Diagnosis of medulloblastoma in Israel: accurately, quickly, competently

The most important point in successful treatment is an accurate diagnosis. Diagnostic procedures take only a few days at the Assuta clinic.

The first day of diagnosis - meeting the doctor

The attending physician examines the patient on the first day of the patient's arrival at the clinic. After filling out all the necessary documents for treatment, as well as studying the medical history, the doctor sends the patient for a comprehensive examination.

The second day of diagnosis - undergoing procedures

To diagnose medulloblastoma, the Assuta Clinic in Israel carries out the following diagnostic measures:

  • general blood test, as well as biochemistry;
  • Analysis of urine;
  • CT scans in combination with MRI provide a complete picture of the location of the tumor, as well as the presence of metastases in the body;
  • biopsy. To make an accurate diagnosis, this analysis is simply irreplaceable at the Assuta clinic. A small area of ​​the affected tissue undergoes histological examination in the clinic laboratory. However, patients do not always undergo a biopsy within the walls of an Israeli clinic: some patients come to Israel with biopsy slides performed in their homeland. If Israeli doctors recognize the results as adequate, a repeat biopsy is not performed.

Third day of diagnosis - results

As soon as all the results are ready, doctors begin to study them. Oncologists, neurosurgeons and even psychologists collectively decide on a treatment regimen. In the future, these specialists carefully monitor the treatment process, having the opportunity to adjust it if necessary.

Thousands of people from all over the world who have already undergone treatment for medulloblastoma in Israel within the walls of the Assuta clinic are immensely grateful to Israeli doctors. This is confirmed by the huge number of reviews left by former patients of the Assuta clinic. In their reviews, people write not only about the quality of treatment provided, but also about the excellent attitude of the medical staff towards patients, and the excellent living conditions in the clinic. Indeed, the level of medical care at the Assuta clinic reaches the highest levels. Therefore, even patients from developed countries come to Israel for treatment of medulloblastoma.

Treatment of medulloblastoma

The surgical treatment method aims to completely remove the tumor; stage-by-stage removal is possible (in several operations or in stages if it was not possible to immediately remove the entire tumor focus).

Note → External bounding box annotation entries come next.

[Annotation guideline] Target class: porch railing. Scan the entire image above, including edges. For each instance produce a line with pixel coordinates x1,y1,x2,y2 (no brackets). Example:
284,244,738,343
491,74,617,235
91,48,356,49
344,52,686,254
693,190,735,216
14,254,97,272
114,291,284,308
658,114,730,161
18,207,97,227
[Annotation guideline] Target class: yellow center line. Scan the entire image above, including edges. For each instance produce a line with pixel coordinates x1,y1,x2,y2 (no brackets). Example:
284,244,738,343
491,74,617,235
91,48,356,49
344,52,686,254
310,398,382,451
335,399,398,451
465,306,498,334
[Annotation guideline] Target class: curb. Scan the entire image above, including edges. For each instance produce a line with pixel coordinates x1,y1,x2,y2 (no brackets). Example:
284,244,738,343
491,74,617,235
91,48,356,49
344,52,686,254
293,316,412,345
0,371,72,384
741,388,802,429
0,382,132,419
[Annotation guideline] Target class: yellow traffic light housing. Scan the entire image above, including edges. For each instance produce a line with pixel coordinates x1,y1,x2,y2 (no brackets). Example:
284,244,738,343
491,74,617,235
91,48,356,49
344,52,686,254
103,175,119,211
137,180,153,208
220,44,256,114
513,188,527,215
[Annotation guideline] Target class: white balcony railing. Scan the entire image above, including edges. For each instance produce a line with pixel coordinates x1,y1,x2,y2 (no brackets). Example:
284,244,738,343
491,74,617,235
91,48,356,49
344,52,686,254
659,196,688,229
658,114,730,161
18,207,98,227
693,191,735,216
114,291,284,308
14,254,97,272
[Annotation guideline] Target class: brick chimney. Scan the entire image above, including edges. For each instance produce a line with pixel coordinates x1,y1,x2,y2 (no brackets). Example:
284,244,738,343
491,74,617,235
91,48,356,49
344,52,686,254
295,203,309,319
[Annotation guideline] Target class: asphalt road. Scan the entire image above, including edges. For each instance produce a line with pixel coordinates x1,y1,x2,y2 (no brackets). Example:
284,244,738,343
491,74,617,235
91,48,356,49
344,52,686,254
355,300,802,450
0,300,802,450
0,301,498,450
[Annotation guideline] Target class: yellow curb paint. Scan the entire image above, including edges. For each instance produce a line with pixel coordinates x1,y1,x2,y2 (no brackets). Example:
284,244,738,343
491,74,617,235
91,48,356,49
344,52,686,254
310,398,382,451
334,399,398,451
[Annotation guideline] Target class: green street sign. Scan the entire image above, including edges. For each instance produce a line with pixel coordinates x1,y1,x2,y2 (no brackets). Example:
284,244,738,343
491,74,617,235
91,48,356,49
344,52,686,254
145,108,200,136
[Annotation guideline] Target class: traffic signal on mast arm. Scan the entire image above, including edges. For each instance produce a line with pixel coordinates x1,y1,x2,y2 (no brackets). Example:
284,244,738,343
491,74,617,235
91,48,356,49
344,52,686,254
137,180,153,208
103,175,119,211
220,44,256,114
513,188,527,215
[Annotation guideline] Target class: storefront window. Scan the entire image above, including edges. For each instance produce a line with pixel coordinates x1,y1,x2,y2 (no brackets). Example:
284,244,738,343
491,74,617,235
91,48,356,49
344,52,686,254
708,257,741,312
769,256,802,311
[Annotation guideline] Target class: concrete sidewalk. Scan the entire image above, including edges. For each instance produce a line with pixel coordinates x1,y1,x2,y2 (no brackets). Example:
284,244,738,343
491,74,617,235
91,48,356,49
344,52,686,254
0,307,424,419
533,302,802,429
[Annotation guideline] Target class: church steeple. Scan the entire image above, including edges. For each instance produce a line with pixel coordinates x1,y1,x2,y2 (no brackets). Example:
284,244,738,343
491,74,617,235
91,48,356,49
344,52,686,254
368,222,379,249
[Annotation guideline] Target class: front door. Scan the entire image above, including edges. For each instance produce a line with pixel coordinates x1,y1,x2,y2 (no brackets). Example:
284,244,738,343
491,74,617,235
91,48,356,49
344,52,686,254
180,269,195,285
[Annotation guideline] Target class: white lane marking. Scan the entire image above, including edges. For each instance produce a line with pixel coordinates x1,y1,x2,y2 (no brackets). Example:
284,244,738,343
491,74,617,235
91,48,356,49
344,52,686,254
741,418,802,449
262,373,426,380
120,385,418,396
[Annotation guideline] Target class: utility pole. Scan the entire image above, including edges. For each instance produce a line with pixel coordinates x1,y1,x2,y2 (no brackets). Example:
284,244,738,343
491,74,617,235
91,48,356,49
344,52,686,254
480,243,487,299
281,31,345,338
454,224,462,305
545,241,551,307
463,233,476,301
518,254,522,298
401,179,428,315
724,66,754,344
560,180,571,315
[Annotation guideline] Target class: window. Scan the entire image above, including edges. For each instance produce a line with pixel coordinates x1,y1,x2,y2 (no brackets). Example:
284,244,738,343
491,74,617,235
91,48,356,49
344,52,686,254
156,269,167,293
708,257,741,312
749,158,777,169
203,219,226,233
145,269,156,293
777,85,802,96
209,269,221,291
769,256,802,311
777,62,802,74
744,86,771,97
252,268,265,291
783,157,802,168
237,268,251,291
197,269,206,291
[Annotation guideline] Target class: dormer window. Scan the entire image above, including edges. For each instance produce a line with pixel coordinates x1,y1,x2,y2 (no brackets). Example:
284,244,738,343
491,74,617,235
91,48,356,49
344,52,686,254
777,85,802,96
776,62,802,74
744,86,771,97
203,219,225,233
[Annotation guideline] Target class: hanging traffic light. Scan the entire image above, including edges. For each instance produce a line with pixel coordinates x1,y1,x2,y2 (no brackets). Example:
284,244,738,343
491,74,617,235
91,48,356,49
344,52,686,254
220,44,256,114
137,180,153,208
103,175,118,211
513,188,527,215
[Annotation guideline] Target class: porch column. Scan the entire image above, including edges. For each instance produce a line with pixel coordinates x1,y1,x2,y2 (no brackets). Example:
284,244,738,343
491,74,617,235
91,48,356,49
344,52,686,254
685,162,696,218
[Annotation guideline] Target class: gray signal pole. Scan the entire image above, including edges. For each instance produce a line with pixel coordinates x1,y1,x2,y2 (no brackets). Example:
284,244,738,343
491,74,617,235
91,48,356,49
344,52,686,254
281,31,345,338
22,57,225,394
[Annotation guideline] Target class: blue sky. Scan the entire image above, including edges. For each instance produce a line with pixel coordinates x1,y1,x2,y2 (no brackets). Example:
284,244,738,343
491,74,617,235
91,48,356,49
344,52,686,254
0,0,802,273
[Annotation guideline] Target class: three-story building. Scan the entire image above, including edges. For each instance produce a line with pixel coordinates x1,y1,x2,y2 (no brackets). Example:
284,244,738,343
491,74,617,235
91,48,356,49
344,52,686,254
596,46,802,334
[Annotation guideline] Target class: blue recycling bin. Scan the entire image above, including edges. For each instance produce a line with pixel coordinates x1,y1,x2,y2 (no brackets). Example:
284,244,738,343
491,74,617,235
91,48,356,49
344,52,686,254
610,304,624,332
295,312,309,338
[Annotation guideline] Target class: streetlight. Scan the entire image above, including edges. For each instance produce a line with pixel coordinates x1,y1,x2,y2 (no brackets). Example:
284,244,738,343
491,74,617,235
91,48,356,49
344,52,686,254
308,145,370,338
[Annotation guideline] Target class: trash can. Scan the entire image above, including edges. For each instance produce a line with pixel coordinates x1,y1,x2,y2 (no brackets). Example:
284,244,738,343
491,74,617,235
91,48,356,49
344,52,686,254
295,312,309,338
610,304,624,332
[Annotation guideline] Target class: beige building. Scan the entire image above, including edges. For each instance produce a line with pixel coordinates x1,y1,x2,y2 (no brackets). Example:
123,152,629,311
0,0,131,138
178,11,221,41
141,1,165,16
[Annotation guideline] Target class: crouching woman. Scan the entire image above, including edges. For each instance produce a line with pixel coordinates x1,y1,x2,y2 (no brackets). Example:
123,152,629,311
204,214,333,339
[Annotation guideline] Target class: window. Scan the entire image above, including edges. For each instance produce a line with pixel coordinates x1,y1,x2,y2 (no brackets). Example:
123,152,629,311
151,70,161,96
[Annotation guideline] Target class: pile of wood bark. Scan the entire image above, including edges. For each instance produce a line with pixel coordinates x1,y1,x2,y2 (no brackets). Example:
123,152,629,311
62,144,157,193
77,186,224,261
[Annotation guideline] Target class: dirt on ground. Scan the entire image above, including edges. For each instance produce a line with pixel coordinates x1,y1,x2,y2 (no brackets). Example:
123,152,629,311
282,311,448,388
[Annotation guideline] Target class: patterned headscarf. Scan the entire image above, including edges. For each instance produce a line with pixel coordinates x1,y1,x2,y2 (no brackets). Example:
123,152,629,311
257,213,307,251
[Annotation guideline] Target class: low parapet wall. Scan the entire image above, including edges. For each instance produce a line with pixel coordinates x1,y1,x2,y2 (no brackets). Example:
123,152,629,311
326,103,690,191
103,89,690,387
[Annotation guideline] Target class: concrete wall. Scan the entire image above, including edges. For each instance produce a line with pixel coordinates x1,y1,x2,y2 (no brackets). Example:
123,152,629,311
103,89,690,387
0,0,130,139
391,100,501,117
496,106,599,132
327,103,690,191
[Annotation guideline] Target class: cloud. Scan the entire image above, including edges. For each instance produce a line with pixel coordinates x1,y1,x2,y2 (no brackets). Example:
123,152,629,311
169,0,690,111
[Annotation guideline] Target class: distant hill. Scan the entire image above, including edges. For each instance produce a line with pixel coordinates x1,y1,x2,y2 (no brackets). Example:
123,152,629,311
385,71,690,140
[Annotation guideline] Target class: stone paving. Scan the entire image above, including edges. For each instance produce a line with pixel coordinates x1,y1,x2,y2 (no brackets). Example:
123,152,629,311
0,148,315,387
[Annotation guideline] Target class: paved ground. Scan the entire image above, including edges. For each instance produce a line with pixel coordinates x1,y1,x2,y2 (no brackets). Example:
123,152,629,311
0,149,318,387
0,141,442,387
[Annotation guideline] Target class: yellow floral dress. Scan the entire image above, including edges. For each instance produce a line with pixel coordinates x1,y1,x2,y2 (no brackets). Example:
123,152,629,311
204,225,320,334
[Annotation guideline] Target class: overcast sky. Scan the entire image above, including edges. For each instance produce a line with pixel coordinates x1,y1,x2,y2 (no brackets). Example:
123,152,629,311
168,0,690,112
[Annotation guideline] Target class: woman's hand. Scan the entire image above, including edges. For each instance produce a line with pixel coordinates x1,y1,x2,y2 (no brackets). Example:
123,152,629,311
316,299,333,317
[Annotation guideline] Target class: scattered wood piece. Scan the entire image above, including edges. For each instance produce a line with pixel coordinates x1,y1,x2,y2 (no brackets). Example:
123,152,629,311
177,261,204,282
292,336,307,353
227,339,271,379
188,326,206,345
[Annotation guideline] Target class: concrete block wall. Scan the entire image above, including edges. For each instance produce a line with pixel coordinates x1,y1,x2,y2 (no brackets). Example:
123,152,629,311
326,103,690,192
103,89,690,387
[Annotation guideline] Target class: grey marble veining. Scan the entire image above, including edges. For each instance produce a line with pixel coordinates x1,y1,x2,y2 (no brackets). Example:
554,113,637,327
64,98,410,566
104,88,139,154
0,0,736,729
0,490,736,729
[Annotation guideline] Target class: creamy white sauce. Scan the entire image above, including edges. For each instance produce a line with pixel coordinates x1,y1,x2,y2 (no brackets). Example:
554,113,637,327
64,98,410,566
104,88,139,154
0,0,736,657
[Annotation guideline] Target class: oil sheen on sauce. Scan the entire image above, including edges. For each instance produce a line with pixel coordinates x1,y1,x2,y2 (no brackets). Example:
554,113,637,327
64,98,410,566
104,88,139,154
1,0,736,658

This is what a neurosurgeon does.

After the operation, the child is transferred to oncologists who carry out radiation therapy and chemotherapy. Radiation therapy is carried out for children over 3 years of age; the brain and spinal cord are irradiated to prevent the development of metastases. Chemotherapy is used in complex treatment with other methods, as well as for palliative (making life easier) for the patient.

The approach to each patient is individual and depends on many factors.